Effects of liquiritigenin treatment on the learning and memory deficits induced by amyloid beta-peptide (25-35) in rats.

Considerable evidence has emerged supporting the neuroprotective and cognition-preserving effects of estrogen, but these benefits are complicated by the evidence that estrogen increases the risk of certain cancers. Selective estrogen receptor modulators (SERMs) that specifically target the brain while avoiding peripheral organs offer a way to allow the application of estrogen treatment to neurodegenerative diseases with fewer undesirable effects. In an attempt to find such estrogen substitutes, liquiritigenin was discovered as a relatively selective estrogen receptor beta (ERbeta) agonist.
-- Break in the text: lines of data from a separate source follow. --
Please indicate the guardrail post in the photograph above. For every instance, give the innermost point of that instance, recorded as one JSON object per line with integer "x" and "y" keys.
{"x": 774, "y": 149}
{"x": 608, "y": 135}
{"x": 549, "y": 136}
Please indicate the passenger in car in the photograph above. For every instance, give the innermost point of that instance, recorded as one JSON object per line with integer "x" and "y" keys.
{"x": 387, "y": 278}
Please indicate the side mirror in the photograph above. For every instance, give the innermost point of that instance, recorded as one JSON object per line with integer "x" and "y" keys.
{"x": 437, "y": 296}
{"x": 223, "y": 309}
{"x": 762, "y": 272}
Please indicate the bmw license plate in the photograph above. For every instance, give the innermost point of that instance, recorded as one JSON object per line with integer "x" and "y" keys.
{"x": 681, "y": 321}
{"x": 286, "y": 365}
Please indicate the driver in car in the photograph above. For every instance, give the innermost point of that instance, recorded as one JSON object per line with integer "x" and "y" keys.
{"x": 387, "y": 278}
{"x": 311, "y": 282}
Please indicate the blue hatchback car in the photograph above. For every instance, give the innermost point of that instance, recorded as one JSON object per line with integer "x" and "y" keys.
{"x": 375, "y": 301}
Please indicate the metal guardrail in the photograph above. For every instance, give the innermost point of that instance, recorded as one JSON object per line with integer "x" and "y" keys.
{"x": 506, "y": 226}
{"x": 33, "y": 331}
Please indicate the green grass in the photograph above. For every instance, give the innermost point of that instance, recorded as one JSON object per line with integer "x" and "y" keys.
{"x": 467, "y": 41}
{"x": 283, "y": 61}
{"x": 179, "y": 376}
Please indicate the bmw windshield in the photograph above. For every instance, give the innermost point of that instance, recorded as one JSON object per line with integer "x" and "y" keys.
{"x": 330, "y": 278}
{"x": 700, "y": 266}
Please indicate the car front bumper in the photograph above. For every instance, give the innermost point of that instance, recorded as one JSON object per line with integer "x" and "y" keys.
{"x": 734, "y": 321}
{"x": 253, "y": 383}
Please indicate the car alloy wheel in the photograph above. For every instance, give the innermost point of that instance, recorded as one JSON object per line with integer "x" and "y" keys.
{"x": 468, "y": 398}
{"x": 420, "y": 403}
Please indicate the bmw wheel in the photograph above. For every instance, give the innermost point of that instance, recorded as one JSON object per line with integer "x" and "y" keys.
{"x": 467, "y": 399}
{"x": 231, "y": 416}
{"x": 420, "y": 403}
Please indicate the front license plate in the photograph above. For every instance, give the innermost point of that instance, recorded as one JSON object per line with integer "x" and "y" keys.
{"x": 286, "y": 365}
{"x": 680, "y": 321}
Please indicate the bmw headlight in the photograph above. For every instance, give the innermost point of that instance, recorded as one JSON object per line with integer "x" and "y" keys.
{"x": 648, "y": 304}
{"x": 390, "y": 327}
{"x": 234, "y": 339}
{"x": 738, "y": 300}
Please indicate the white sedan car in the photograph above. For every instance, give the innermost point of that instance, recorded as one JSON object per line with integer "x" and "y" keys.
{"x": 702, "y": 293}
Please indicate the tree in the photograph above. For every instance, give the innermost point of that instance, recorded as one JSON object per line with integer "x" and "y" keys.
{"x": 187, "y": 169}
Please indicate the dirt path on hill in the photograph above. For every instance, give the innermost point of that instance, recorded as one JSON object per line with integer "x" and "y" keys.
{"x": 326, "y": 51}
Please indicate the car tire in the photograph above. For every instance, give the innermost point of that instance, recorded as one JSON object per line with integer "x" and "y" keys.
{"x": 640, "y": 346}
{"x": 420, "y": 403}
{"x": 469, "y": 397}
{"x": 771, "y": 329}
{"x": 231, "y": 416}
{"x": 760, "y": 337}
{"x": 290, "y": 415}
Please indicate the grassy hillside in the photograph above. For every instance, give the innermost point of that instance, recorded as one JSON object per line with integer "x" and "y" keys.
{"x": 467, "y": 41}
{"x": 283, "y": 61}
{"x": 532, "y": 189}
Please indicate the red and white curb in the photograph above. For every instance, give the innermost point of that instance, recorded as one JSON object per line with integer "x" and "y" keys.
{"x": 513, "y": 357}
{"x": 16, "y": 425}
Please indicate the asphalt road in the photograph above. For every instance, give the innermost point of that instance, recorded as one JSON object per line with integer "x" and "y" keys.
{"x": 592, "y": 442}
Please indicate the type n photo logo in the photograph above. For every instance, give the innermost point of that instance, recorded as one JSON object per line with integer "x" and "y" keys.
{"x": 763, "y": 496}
In the present study, we extend our previous findings to investigate the effects of liquiritigenin on the learning and memory deficits and related neuropathology in Abeta(25-35) hippocampal-injected rats. Our results show that liquiritigenin treatment improves the behavioral performance of the model rats and attenuates neuronal loss in the brain. More importantly, liquiritigenin treatment decreases mRNA levels and protein expression of Notch-2, an effect that could promote the generation of new neurons. These findings provide evidence for the beneficial activity of liquiritigenin in a brain-injured rat model and support the continued investigation of SERMs such as liquiritigenin as an alternative to estrogen-based hormone therapy in reducing the risk of neurodegenerative diseases such as Alzheimer's disease.